The student points out that in straying so far from the course's ostensible subject matter in order to proselytize for his political views, the professor violated Maryland's Policy on Faculty, Student, and Institutional Rights and Responsibilities for Academic Integrity:
Part 1, Section B states: "Faculty members shall enjoy freedom in the classroom to discuss all subject matter reasonably related to the course. In turn, they have the responsibility to encourage free and honest inquiry and expression on the part of the students." Part 1, Section C states: "Faculty members, consistent with the princibles of academic freedom, have the responsibility to present courses that are consistent with their descriptions in the catalog of the institution." Professor Miller did not stick to the subject matter reasonably related to the course, he did not encourage free and honest inquiry on the part of the students, and he most certainly did not present the course in a manner consistent with its description in the course catalog.
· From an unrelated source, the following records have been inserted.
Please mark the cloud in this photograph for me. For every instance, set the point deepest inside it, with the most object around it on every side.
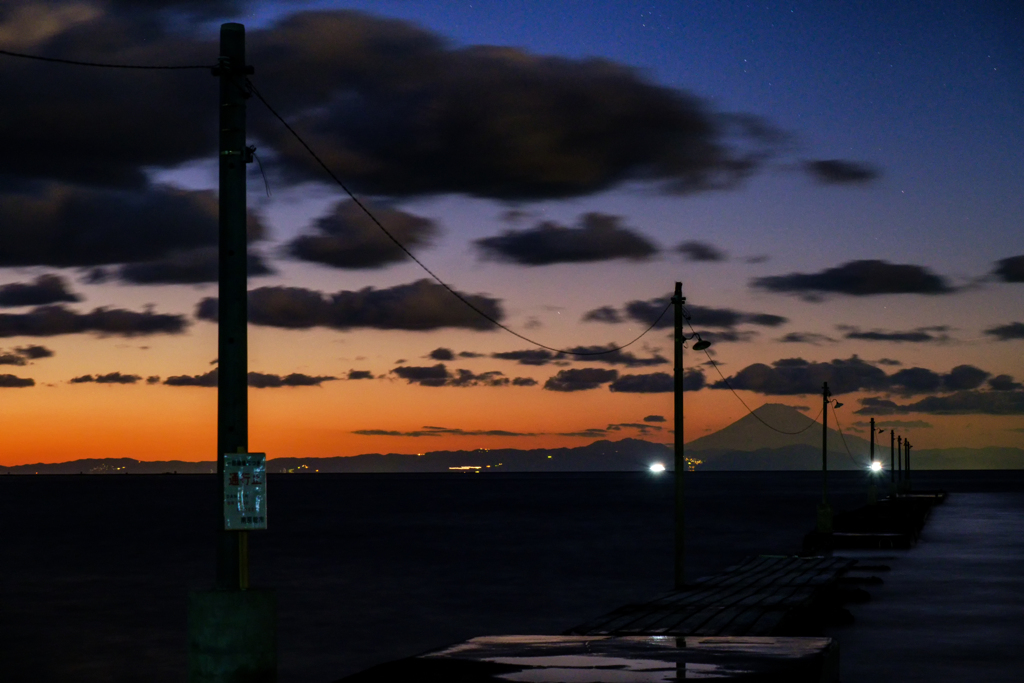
(838, 172)
(1011, 269)
(184, 267)
(806, 338)
(34, 351)
(397, 111)
(918, 335)
(419, 305)
(62, 225)
(268, 381)
(1005, 383)
(441, 431)
(110, 378)
(580, 379)
(46, 289)
(348, 239)
(598, 238)
(962, 402)
(866, 278)
(1007, 332)
(56, 319)
(700, 251)
(693, 380)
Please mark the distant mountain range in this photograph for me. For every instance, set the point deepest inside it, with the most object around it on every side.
(745, 444)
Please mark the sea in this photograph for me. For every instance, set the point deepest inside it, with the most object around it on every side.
(95, 569)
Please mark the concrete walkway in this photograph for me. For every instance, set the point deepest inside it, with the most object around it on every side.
(952, 607)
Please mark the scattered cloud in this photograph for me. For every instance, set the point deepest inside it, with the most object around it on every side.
(598, 238)
(700, 251)
(45, 290)
(419, 305)
(812, 338)
(839, 172)
(580, 379)
(962, 402)
(866, 278)
(110, 378)
(347, 238)
(1007, 332)
(1011, 269)
(936, 334)
(56, 319)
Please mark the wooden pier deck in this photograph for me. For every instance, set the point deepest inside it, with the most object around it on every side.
(767, 595)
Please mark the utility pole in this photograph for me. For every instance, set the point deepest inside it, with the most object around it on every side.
(678, 300)
(824, 512)
(232, 629)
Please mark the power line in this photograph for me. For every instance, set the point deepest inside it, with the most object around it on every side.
(739, 398)
(440, 282)
(100, 65)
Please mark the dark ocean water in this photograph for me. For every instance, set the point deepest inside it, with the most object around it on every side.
(94, 570)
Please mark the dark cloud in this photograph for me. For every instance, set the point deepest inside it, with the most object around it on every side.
(646, 312)
(46, 289)
(598, 238)
(806, 338)
(700, 251)
(1007, 332)
(865, 278)
(530, 356)
(34, 351)
(186, 267)
(348, 239)
(421, 117)
(918, 335)
(837, 171)
(580, 379)
(1011, 269)
(603, 314)
(1005, 383)
(962, 402)
(419, 305)
(441, 354)
(110, 378)
(693, 380)
(56, 319)
(268, 381)
(74, 226)
(796, 376)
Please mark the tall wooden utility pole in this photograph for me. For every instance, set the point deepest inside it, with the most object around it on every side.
(678, 301)
(232, 629)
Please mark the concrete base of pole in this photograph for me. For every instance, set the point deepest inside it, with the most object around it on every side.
(824, 518)
(232, 636)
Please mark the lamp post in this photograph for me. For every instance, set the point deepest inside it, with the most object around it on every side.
(680, 457)
(824, 510)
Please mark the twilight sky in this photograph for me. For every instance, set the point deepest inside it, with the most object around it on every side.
(838, 188)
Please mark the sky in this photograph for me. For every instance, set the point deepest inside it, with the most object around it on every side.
(837, 186)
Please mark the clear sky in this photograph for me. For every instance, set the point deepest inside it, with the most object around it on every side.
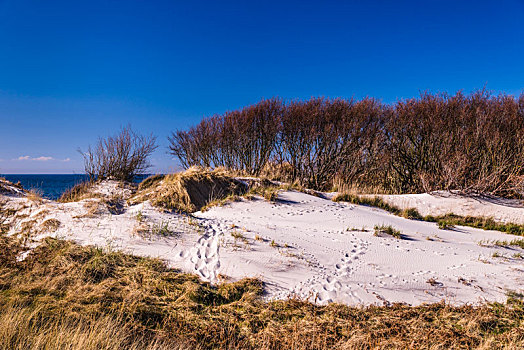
(71, 71)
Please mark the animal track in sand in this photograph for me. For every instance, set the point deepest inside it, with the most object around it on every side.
(205, 254)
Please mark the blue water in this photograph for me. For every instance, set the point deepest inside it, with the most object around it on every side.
(51, 186)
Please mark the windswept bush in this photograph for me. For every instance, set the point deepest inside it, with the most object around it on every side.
(469, 143)
(120, 157)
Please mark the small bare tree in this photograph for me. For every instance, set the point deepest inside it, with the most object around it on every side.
(120, 157)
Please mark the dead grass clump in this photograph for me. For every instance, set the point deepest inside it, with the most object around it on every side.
(150, 181)
(444, 222)
(191, 190)
(93, 296)
(77, 192)
(35, 195)
(50, 225)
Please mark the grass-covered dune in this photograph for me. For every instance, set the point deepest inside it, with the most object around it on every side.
(67, 296)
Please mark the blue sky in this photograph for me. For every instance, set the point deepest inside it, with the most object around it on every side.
(72, 70)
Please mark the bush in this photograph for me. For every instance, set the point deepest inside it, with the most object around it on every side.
(470, 143)
(120, 157)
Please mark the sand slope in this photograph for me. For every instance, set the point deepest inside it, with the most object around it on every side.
(300, 245)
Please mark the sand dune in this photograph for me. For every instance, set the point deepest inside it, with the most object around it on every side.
(304, 246)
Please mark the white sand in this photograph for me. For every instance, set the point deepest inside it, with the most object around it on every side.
(306, 246)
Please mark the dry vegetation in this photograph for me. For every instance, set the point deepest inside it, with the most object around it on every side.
(120, 157)
(467, 143)
(67, 296)
(188, 191)
(447, 221)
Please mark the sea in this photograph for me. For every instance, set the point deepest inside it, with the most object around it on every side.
(51, 186)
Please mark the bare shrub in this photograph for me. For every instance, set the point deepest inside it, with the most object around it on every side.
(120, 157)
(469, 143)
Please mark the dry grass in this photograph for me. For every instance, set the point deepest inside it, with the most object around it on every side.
(22, 328)
(67, 296)
(50, 225)
(446, 222)
(188, 191)
(35, 195)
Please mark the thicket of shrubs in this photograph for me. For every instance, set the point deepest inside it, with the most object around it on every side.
(437, 141)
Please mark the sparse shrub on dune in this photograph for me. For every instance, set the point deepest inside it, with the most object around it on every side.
(78, 192)
(120, 157)
(469, 143)
(189, 191)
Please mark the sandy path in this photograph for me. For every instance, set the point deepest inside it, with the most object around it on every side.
(304, 246)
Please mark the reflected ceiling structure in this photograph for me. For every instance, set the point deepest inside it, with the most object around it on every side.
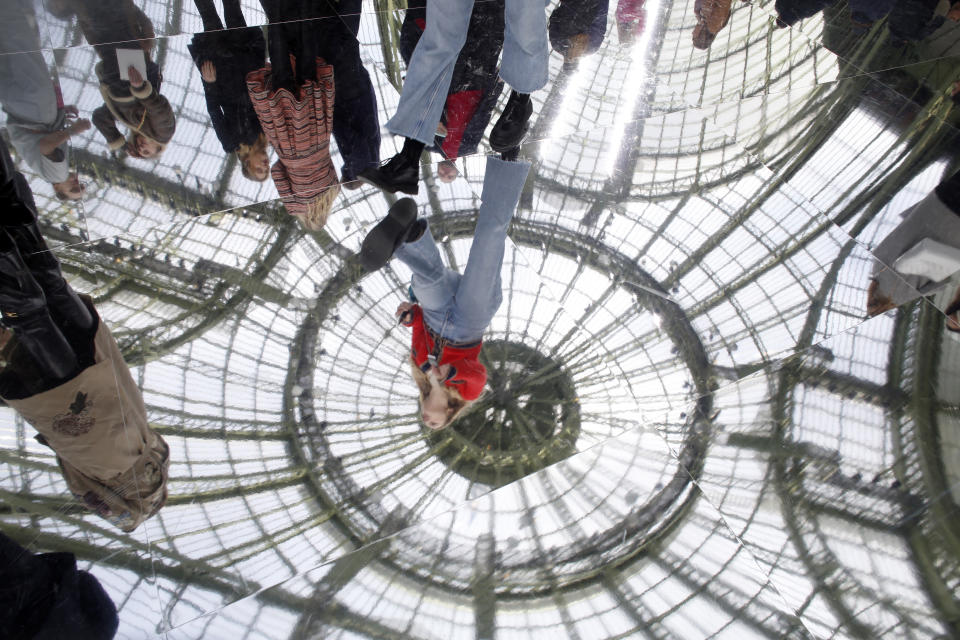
(691, 430)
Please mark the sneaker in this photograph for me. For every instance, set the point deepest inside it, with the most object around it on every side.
(398, 174)
(513, 124)
(388, 234)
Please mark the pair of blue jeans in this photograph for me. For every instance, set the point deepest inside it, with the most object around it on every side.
(459, 307)
(526, 51)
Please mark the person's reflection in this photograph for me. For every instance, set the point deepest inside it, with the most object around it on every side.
(920, 254)
(631, 18)
(224, 58)
(355, 125)
(449, 312)
(293, 97)
(712, 17)
(524, 67)
(66, 376)
(475, 85)
(136, 103)
(577, 28)
(39, 127)
(45, 596)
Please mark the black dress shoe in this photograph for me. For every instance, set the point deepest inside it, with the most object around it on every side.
(378, 247)
(513, 124)
(400, 173)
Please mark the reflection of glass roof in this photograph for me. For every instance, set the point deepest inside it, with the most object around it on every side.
(690, 430)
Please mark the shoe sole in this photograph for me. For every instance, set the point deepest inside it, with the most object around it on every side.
(374, 181)
(378, 246)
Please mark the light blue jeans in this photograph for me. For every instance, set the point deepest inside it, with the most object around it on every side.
(526, 50)
(457, 307)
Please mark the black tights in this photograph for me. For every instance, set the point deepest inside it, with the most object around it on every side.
(231, 13)
(292, 33)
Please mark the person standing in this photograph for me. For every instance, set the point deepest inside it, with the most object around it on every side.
(526, 51)
(40, 128)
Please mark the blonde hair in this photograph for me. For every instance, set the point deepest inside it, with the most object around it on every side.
(456, 405)
(131, 146)
(318, 210)
(244, 153)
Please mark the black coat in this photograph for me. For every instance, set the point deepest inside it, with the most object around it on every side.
(45, 596)
(234, 53)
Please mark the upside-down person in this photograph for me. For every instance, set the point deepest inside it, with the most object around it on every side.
(451, 311)
(66, 376)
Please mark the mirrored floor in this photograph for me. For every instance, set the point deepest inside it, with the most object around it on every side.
(719, 393)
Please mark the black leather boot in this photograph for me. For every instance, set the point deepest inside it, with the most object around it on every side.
(378, 246)
(511, 128)
(24, 310)
(399, 173)
(63, 303)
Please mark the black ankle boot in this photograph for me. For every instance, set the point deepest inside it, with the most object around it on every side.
(24, 310)
(400, 173)
(378, 246)
(511, 127)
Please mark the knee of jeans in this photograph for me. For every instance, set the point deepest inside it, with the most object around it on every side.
(446, 37)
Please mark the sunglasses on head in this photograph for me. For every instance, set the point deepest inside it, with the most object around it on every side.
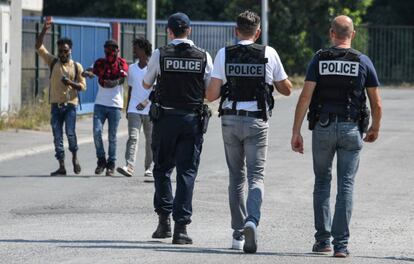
(112, 48)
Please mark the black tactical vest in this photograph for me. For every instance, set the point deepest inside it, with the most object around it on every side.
(181, 82)
(337, 90)
(245, 67)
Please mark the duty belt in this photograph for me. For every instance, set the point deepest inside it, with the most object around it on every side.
(256, 114)
(175, 111)
(60, 105)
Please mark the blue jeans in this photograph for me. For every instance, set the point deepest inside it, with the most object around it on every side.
(100, 115)
(245, 145)
(176, 142)
(59, 116)
(345, 140)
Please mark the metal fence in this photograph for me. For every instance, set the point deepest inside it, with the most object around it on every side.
(391, 49)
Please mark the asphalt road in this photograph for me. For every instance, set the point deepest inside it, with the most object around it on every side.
(98, 219)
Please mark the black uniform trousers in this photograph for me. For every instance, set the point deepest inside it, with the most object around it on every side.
(176, 142)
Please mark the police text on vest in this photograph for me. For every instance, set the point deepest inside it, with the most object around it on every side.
(335, 67)
(183, 65)
(245, 70)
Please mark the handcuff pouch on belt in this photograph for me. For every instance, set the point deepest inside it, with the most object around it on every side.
(363, 122)
(205, 117)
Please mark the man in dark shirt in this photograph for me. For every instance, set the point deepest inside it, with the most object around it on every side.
(335, 89)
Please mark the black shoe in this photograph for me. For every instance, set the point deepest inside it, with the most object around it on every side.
(180, 235)
(101, 166)
(164, 227)
(341, 252)
(250, 237)
(61, 170)
(76, 165)
(110, 168)
(323, 246)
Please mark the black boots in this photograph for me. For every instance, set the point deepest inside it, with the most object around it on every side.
(75, 162)
(61, 170)
(164, 231)
(164, 227)
(101, 166)
(180, 235)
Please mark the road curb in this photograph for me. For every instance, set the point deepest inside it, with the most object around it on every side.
(46, 147)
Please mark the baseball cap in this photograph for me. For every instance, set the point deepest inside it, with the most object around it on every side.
(111, 42)
(178, 21)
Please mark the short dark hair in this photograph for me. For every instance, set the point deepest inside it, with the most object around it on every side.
(248, 22)
(144, 44)
(64, 41)
(342, 29)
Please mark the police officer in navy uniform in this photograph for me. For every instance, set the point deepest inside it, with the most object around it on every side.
(335, 89)
(244, 76)
(182, 71)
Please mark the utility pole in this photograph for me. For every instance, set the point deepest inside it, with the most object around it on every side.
(15, 54)
(265, 24)
(151, 22)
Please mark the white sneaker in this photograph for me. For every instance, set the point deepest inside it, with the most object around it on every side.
(237, 244)
(148, 177)
(250, 234)
(126, 171)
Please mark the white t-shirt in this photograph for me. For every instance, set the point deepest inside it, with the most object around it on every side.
(274, 73)
(112, 97)
(138, 93)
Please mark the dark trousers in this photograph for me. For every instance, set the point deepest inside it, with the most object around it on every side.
(63, 114)
(176, 142)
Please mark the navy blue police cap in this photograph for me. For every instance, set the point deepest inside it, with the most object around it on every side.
(178, 21)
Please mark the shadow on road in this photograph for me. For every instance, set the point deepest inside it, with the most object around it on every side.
(66, 176)
(160, 246)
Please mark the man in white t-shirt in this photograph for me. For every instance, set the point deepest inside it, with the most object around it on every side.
(244, 75)
(137, 112)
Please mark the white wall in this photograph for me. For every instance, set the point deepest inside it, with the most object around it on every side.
(4, 58)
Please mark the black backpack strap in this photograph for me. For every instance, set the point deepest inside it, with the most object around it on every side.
(52, 65)
(76, 78)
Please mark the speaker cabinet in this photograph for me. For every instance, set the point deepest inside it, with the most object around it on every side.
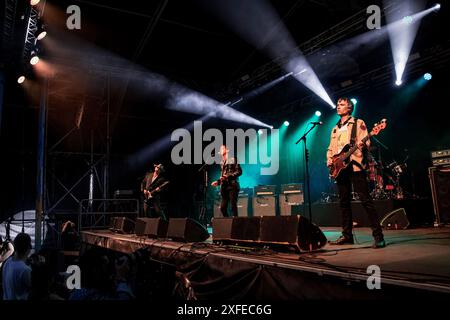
(122, 225)
(290, 203)
(242, 204)
(293, 231)
(151, 227)
(264, 205)
(186, 230)
(396, 219)
(237, 228)
(285, 231)
(440, 190)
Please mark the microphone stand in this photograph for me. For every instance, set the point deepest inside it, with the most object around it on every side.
(202, 216)
(303, 138)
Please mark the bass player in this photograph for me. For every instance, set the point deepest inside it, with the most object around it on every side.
(350, 130)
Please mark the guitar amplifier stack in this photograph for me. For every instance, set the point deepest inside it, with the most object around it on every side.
(264, 201)
(243, 204)
(440, 157)
(291, 198)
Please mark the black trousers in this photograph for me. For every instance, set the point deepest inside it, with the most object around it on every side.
(229, 194)
(344, 182)
(157, 211)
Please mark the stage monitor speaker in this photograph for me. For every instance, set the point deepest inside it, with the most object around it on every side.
(290, 203)
(282, 231)
(122, 225)
(440, 191)
(186, 230)
(264, 206)
(222, 228)
(242, 205)
(151, 227)
(237, 228)
(293, 231)
(396, 219)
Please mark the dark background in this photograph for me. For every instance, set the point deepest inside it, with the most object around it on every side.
(185, 43)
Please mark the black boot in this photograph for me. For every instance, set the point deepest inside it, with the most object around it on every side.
(342, 240)
(379, 243)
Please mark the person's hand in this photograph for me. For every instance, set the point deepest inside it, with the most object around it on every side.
(361, 146)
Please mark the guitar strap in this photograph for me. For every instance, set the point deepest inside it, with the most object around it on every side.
(353, 141)
(353, 136)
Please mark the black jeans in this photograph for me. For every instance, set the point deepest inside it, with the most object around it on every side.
(344, 182)
(230, 194)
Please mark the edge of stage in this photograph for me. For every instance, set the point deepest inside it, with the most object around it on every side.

It's good to see cogent critiques of professorial malpractice continuing to appear at NoIndoctrination.org, which is gradually putting together an impressive archive of the ways and means of academic indoctrination. At the same time, I hope that students like this one will also pursue their complaints through their school. This particular evaluation is a grievance in the making. Its power lies in the content-neutral manner of its critique. The observation that in devoting excessive time to off-topic ranting, the professor violated university policy by effectively failing to teach the course he had contracted to teach is one that could make some interesting waves at even the most doctrinaire institutions. Framed this way, the nature of the professor's ranting becomes irrelevant, and the issues at stake emerge with corresponding clarity; what the professor's views are matters less than the fact that those views formed the focus of a course that was supposed to be about something else.